Actuellement,
bien que le chômage et les différentes formes d'exclusion
sociale de la réalité du capital ne cessent de croître,
le capital ne peut se résoudre à accélérer
de manière drastique la liquidation de la force de travail en
surnombre. Il lui paraît, aujourd'hui encore, plus souhaitable
et plus profitable de composer avec elle, de contenir dans des limites
supportables son opposition en lui octroyant quelques concessions.

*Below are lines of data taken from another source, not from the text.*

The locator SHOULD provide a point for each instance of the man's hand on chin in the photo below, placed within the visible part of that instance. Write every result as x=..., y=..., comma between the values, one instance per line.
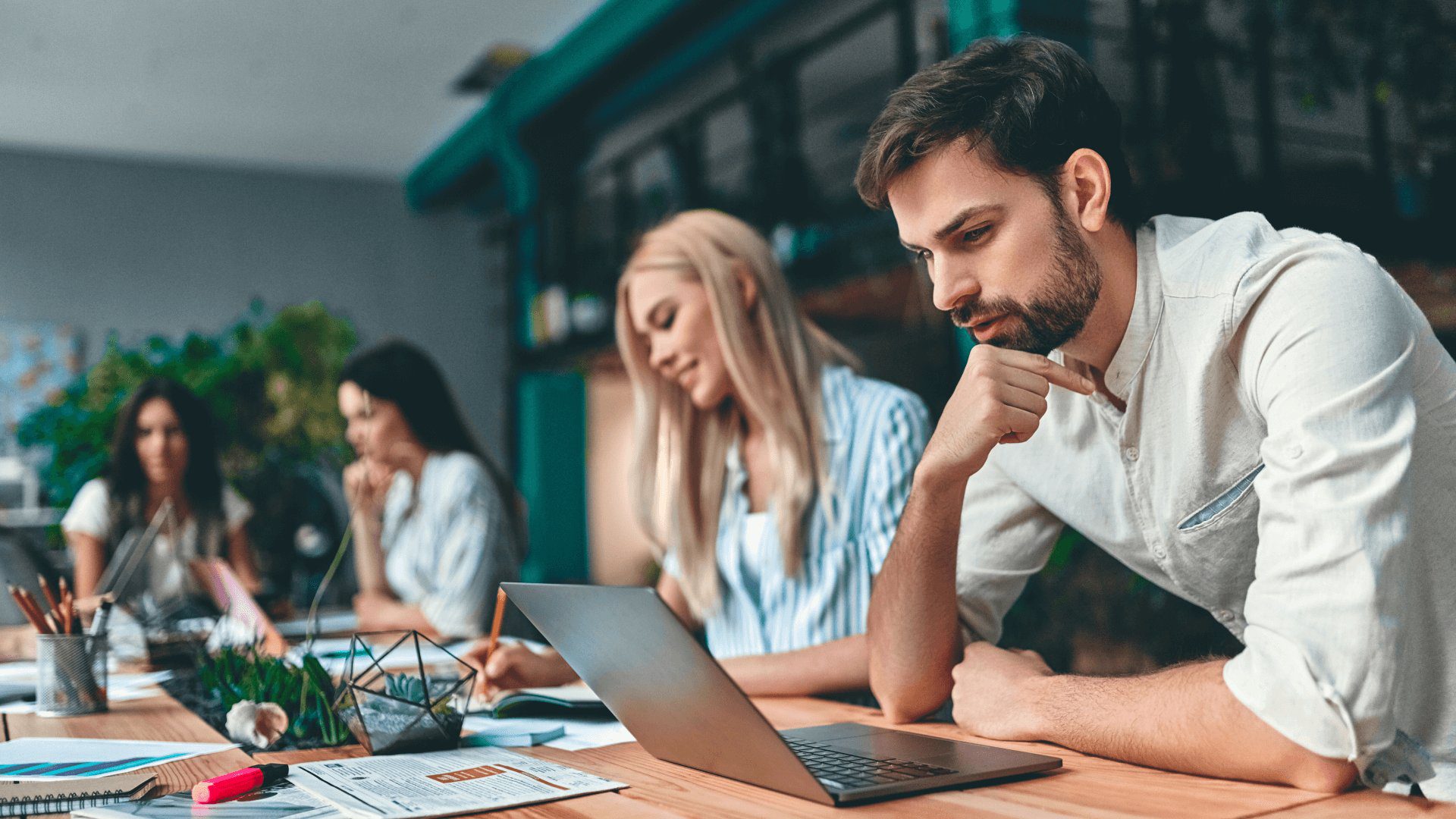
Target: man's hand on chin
x=995, y=692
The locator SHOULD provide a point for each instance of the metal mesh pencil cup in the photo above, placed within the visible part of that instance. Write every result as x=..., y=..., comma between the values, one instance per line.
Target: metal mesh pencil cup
x=71, y=673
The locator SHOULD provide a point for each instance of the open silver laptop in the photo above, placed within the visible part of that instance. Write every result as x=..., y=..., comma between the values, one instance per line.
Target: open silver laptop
x=679, y=703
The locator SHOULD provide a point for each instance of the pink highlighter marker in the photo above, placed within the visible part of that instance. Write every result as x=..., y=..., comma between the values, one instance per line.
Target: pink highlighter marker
x=237, y=783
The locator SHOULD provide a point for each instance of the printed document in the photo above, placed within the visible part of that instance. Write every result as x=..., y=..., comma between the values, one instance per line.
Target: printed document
x=444, y=783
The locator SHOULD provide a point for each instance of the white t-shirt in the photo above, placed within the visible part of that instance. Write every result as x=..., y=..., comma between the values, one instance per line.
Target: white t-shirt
x=447, y=542
x=91, y=515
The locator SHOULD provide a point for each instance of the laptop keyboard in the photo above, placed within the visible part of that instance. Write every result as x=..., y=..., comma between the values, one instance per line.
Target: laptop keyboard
x=843, y=771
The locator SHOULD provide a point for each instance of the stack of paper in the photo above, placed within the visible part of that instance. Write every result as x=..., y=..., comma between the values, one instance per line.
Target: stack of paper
x=55, y=758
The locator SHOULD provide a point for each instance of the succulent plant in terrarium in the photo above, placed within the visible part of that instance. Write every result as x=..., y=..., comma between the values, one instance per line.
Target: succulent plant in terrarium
x=400, y=711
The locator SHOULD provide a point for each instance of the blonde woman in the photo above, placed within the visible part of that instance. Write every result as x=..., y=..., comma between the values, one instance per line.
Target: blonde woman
x=767, y=474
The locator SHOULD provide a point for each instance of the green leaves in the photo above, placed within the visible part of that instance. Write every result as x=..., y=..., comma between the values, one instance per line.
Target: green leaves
x=270, y=382
x=306, y=692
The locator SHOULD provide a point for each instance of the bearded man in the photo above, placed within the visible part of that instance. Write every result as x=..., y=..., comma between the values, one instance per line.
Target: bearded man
x=1257, y=420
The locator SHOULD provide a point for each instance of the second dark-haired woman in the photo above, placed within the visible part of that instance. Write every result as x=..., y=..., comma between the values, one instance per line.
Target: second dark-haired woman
x=436, y=521
x=165, y=447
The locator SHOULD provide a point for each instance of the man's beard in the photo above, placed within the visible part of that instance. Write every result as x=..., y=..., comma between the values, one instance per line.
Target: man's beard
x=1057, y=311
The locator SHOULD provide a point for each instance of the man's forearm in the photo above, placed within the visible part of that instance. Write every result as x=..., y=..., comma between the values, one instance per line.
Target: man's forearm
x=913, y=626
x=819, y=670
x=1181, y=719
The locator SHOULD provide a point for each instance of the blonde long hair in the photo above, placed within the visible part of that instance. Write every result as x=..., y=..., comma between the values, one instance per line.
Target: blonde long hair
x=774, y=356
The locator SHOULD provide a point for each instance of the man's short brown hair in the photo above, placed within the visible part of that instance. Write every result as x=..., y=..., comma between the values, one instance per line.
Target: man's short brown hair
x=1027, y=102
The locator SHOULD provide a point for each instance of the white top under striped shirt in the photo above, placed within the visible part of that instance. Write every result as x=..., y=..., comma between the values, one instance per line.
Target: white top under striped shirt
x=875, y=433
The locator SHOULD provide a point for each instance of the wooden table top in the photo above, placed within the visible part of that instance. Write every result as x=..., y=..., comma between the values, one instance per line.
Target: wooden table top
x=1085, y=786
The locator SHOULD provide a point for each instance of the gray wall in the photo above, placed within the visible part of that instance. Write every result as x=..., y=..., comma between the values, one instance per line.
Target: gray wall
x=143, y=249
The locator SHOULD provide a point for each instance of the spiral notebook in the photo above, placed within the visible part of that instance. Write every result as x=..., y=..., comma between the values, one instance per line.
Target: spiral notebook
x=27, y=798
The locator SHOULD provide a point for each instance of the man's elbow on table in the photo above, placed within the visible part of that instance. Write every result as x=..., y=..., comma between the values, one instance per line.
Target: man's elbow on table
x=908, y=701
x=1310, y=771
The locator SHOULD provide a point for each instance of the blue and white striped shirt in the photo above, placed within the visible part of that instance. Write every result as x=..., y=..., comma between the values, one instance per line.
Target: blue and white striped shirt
x=875, y=433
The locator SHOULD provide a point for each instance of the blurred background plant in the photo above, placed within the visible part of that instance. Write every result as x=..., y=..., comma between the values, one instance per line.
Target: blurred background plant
x=270, y=381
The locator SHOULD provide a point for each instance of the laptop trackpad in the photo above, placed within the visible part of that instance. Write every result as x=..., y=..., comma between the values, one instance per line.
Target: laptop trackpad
x=878, y=744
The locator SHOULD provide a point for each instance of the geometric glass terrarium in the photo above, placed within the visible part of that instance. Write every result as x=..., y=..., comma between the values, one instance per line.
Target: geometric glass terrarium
x=406, y=708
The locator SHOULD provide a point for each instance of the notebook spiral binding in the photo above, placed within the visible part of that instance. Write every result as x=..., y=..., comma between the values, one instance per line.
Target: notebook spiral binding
x=58, y=803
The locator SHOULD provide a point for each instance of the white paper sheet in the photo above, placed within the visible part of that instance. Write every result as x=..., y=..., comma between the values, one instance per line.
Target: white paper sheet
x=444, y=783
x=55, y=758
x=580, y=732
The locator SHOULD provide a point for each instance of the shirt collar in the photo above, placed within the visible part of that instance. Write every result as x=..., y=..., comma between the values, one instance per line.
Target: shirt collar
x=1142, y=325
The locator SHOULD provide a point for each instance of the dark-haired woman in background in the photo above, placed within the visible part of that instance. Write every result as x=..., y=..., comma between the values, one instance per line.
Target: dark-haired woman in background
x=165, y=447
x=436, y=521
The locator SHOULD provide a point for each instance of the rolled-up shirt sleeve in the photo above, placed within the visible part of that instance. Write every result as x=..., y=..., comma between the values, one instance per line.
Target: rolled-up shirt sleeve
x=1327, y=356
x=473, y=560
x=1005, y=538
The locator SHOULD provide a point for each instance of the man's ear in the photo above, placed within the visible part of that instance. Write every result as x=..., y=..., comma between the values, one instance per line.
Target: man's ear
x=747, y=286
x=1090, y=181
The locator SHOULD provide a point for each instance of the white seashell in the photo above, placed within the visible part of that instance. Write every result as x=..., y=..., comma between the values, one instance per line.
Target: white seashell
x=256, y=723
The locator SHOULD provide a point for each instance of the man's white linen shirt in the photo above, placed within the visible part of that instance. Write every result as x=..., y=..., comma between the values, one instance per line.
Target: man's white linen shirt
x=1288, y=461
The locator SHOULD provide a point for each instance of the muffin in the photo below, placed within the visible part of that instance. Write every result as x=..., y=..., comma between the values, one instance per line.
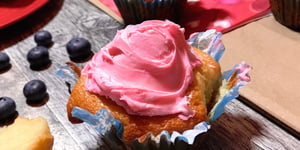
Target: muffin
x=287, y=12
x=149, y=81
x=137, y=11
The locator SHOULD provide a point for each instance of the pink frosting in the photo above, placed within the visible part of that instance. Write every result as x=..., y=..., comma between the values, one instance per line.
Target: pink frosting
x=146, y=69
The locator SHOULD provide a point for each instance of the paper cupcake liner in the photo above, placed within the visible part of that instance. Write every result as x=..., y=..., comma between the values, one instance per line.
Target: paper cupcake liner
x=137, y=11
x=112, y=129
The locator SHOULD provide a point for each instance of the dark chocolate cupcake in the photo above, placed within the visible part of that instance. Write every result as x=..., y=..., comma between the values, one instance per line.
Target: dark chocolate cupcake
x=287, y=12
x=137, y=11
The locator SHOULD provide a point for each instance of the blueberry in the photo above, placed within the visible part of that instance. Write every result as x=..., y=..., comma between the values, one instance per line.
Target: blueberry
x=35, y=91
x=7, y=108
x=4, y=62
x=79, y=49
x=38, y=57
x=43, y=38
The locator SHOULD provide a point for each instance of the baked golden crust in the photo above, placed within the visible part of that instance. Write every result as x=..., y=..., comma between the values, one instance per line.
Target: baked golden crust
x=205, y=84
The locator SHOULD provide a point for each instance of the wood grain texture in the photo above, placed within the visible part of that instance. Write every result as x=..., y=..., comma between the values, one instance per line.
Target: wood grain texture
x=239, y=128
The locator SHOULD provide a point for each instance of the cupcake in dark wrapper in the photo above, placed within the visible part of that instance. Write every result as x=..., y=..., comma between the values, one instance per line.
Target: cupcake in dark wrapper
x=287, y=12
x=137, y=11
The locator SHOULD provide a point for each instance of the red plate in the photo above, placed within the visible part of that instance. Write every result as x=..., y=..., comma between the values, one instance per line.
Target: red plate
x=12, y=11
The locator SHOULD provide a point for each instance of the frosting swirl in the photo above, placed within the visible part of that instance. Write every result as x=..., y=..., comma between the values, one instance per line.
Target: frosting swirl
x=146, y=69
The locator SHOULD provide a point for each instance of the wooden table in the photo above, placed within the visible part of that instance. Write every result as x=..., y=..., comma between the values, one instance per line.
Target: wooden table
x=240, y=127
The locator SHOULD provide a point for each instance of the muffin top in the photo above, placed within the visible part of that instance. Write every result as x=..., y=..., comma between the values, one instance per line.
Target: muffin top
x=146, y=69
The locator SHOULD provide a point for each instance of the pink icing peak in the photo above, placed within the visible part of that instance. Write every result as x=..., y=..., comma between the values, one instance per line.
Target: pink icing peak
x=146, y=69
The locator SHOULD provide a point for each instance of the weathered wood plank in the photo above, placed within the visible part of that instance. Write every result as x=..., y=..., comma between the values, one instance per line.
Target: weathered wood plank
x=239, y=128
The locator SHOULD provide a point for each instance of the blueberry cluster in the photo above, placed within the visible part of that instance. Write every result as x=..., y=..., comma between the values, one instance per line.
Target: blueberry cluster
x=7, y=109
x=35, y=91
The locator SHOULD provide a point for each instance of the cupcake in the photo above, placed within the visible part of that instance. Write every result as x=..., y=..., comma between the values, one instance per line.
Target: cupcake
x=137, y=11
x=151, y=86
x=287, y=12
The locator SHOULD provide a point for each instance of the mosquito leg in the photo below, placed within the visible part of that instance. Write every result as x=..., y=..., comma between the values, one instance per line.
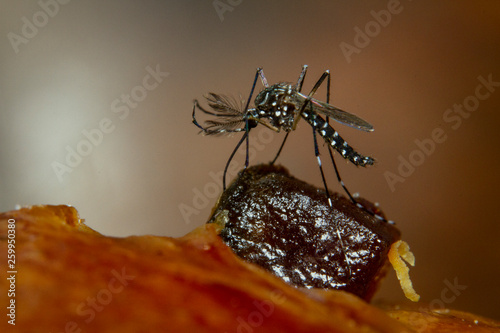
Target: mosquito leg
x=300, y=81
x=248, y=127
x=243, y=138
x=279, y=150
x=316, y=153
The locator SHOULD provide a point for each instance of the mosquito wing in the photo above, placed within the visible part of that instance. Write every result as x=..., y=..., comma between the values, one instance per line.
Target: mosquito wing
x=337, y=114
x=230, y=115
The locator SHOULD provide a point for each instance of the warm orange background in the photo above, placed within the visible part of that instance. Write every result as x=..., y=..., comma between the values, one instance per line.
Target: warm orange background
x=66, y=76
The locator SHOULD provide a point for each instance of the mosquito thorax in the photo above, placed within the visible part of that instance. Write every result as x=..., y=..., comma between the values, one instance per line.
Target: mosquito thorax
x=277, y=103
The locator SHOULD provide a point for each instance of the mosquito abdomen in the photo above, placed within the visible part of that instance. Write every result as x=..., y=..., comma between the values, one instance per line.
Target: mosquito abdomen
x=333, y=138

Il
lui apparaît encore plus bénéfique d'acheter la
paix sociale, en versant notamment aux chômeurs des allocations
qui leur donnent le rang de consommateurs de seconde zone, que de les
acculer massivement à la délinquance ou à la révolte.
Nous remarquons que les états oscillent entre ces deux politiques,
ils continuent certes de fournir ces allocations et les services des
différents organismes sociaux, mais ils n'hésitent pas
à réprimer durement dès que les limites du comportement
social leur semblent être dépassées, (-en France,
la politique dite des banlieues navigue entre volonté de réhabilitation
économique et sociale et sévère répression
et flicage permanent-). Par ce biais, l'état manifeste aussi
sa volonté de lutter contre l'émergence des économies
dites souterraines ou parallèles avec ses ateliers clandestins
et ses trafics divers. Il oublie, ce faisant, que ce type d'économie
reste de l'économie et participe du reste à la valorisation
du capital, comme en témoigne amplement le recyclage des "narco-dollars"
dans le circuit économique et financier "normal". Nous
nous amuserons au passage, si ce n'est déjà fait, de la
savante et subtile distinction faite entre argent "propre"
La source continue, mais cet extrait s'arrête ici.